Luis Benítez
Moglia Ediciones,
2016
Cuento, 120 pp.
por Rubén Sacchi
Cuando hablamos de
Las ciudades de la furia, inmediatamente pensamos en las gigantes e
impersonales urbes que se erigen idénticas más allá de la
geografía que las contenga y que atraviesan paisajes y humanidades
con igual desprecio, pero no es este el caso. El libro habla de otras
construcciones, más privadas e interiores, ajenas a lo edilicio que
las contenga, sea ya la gran ciudad, el suburbio o un pueblito de
referencia olvidada en los datos de catastro.
Benítez, con fino
trazo, describe esos escenarios habitados de personajes que conviven
con sus propios fantasmas y deseos. Instala atmósferas espesas,
opacas, como la de Hola, Darcy; atraviesa la candidez de quien
cree que, en un sistema más salvaje que la jungla, carente de reglas
perdurables, el trabajo puede asegurar el futuro, en el cuento Los
buenos, y llega hasta la cristalina y tierna página de El
geko, un fresco de la niñez que aplaca, con su fantasía, la
sordidez y crueldad de otros relatos, como La radio roja,
tremendo manifiesto de denuncia social.
Hay un evidente
rechazo a lo políticamente correcto.

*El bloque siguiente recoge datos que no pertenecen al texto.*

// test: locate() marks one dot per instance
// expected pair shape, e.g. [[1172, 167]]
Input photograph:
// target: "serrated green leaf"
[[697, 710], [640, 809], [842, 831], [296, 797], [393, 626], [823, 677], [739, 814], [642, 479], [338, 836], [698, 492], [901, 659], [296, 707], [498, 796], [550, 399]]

Lejos de idealizar la condición
de discapacidad, la coloca en un plano de igualdad junto a la
plenitud y desnuda los actos de perversión que tanto un enano como
un ciego pueden pergeñar, sin envidia de aquellos cuyas aptitudes
son tomadas por normales por las consideraciones sociales reinantes.
Las historias
deslizan textos profundamente reflexivos, así el detective privado
razona “la demencia era aquello: seguir una pista falsa que
lleva lejos de uno mismo hasta que desaparece a nuestras espaldas el
camino de regreso”; o el sobrino del tío Edmond, sentencia:
“La vejez nos hace recordar a los tantos hombres que no fuimos
–los que postergamos para ser aquél que todos conocieron-…”,
para agregar más tarde “La historia, todas las historias de los
hombres, son sólo la cáscara de motivos secretos”, inserta en
un párrafo sin desperdicio, impecable y propio de un digesto
filosófico que pone en evidencia al poeta humanista, al observador
crítico de la especie que hay detrás de las ficciones.
El libro debe leerse con la naturalidad que propicia el protagonista de El coleccionista,
olvidando que algún día habrá de morir “para dejar fluir el
poderoso mar de las ideas, otra de las formas de la eternidad”.